While many managers would debate our preferences, we first look to a strategy’s Sharpe ratio when evaluating GTAA approaches. Many thoughtful consultants and advisors object to the Sharpe ratio because they assert that investors are unconcerned with upside volatility, and focus exclusively on downside risk. While this may be true, in our experience ‘what goes up with volatility is likely to drop with volatility’. This assertion is supported by the tendency for volatility to cluster; the largest down days are often adjacent in time to the largest up days. As such, we perceive the symmetrical character of volatility as a better way to capture the true risk of a strategy than, say downside deviation. That said, we are also interested in non-parametric measures or risk, such as drawdown and ulcer index, as these capture the true risk of a strategy when markets become non-normal, as they often do during crises, and the linearity of the return experience.

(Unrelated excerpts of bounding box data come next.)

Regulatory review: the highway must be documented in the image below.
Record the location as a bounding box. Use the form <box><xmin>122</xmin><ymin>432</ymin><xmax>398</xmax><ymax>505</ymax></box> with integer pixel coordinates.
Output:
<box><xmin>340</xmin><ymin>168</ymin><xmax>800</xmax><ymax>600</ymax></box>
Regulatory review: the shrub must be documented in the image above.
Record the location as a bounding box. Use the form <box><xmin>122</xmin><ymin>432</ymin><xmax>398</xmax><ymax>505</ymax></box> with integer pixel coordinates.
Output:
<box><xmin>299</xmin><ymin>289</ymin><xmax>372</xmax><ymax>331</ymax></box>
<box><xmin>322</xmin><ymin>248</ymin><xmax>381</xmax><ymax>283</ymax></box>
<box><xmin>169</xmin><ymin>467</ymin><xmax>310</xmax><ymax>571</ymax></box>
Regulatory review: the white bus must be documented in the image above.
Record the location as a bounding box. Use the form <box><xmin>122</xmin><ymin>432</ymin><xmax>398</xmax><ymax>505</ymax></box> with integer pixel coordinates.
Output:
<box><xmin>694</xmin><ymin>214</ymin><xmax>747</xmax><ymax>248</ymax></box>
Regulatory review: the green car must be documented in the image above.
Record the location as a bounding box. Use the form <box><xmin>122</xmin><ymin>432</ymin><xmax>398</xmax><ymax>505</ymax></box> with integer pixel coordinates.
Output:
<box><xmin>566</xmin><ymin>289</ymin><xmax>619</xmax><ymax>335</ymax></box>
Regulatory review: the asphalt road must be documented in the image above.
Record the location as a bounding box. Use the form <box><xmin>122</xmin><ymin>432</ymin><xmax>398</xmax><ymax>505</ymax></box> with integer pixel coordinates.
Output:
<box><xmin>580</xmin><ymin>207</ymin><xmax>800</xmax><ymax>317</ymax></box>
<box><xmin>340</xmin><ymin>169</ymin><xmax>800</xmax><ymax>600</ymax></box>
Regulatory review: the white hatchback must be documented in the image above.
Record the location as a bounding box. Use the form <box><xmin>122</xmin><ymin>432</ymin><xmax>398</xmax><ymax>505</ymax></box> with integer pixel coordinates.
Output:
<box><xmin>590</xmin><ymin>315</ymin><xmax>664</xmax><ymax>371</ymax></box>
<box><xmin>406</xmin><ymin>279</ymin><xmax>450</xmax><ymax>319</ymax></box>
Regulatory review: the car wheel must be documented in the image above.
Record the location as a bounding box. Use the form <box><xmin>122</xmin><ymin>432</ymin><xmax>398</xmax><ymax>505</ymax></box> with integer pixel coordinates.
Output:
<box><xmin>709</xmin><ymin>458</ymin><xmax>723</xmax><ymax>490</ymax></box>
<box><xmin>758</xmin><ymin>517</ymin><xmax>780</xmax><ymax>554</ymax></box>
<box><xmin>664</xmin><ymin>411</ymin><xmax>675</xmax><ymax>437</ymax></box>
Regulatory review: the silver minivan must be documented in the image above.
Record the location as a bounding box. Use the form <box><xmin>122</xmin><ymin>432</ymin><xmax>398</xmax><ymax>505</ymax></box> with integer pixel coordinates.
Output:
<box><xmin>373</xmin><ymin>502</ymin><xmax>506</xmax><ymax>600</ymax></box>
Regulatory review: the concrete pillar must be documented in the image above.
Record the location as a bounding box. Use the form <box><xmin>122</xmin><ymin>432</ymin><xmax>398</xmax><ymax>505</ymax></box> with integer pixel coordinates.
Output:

Unfortunately, the Morningstar report does not provide absolute risk information, so on an absolute basis we can only observe the benefits (returns) of the strategies, not the costs (risk). However, we can evaluate the relative performance of GTAA strategies by comparing them to our two benchmarks. Morningstar has also blessed us with relative risk-adjusted metrics, so that we can judge the relative merits of a strategy vis-a-vis the benchmark in terms of both relative benefits (alpha) and costs (beta). We extracted the results of the Global All Assets – Tactical strategies with at least 5 year track records in Figure 7.

Figure 7. GTAA performance vs. appropriate benchmarks

Global All Asset - Tactical Results

Source: Morningstar, CSI Data

A comparison of just the annualized returns for the GTAA strategies relative to the benchmarks shows that they track each other very closely at each horizon, though the average GTAA strategy tracks the GMP more closely than the Morningstar benchmark, especially in 2014. In fact, this is a sign that the benchmarks are well specified. It is also, perhaps, to be expected; the GMP is, after all, the average of all active asset class bets!

On average, the GTAA strategies edged out their benchmarks over the 2014 calendar year, and were even with benchmarks over 3 and 5 year periods. But the story is more interesting once we observe the risk-adjusted characteristics. Note that the GTAA strategies tracked or exceeded their benchmark with less risk, as GTAA betas averaged just 0.8 over the past 5 years. As such, since GTAA strategies provided similar returns with less systematic risk, they delivered alpha of about 1% per year above their passive, globally diversified benchmark. Furthermore, while the average GTAA annualized returns appear to track closely to benchmark annualized returns, the Morningstar benchmark explains less than 70% of GTAA returns, as measured by average R-Squared values. We can therefore conclude that, while the benchmark is relatively well specified, GTAA strategies are harvesting returns from sources other than passive global beta exposures. In other words, their active bets appear to be paying off.

The fact is, the past 5 years have been an extraordinary period for global markets, characterized by a massive recovery in global risky assets coincident with a huge compression in global volatility. Many markets have experienced record consecutive periods without the meaningful corrections we typically observe, even during bull market cycles. As a result, GTAA strategies, which are typically constructed to really shine during crises, have yet to see their day in the sun. In fact, I’m mildly surprised to see that GTAA strategies have competed so well during this bull market phase of the cycle. We won’t get to see just how resilient these strategies are until they stand tall above the detritus of the next bear market.